2. Nora asks Scott, “How much evidence do you need before you wonder if it just might be real?” Do you think Scott’s skepticism is a mark of pride, as well as rationality, as Nora suggests? Why does he wish to believe in the curse after his conversation with Inez Gallo? How ready were you to believe in the curse?
3. Scott is relentless in his pursuit of the truth about Cordova. How far would you have gone, in his situation? Is there a point at which you would have stopped pursuing the truth?
4. Cordova’s films were filled with such horror and violence that, in many cases, they were banned from theaters. What is your perspective on violence—its role and its effects—in movies today?
5. Cordova’s philosophy is in many ways antithetical to our modern world, where transparency, over-sharing and social media are the norm. Did you feel drawn to Cordova’s philosophy, or repelled, or both? Why?
6. Discuss how Scott advertently or inadvertently involved his daughter Samantha in his investigation. What did you think of the role she wound up playing, in his discovery?
7. How does your perception of Scott change, from the beginning to the end of the novel?
8. What did you think of the evolution of Nora and Scott’s relationship?
9. Both Scott and Nora reflect on the power of memory and story to alter the way we relate to our experiences.
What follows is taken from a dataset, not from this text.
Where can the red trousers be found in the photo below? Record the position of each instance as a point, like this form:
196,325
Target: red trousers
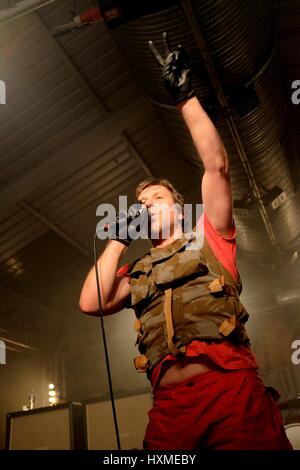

Scott says: “It was never the act itself but our own understanding of it that defeated us, over and over again.” Nora says: “The bad things that happen to you don’t have to mean anything at all.” Do you agree?
10. Beckman says “Every one of us has our box, a dark chamber stowing the thing that lanced our heart.” Consider Nora, Hopper, Ashley, Cordova, and Scott. What do their boxes contain, and in what ways do these secrets motivate them? Imprison them?
11. What do you think helped Hopper come to peace with Ashley’s memory?
12. New York City is just as much a character in the novel as any one person. How does your personal experience of, or relationship with, the city affect your reading?
13. How did the visual elements throughout the book enhance or impact your reading experience?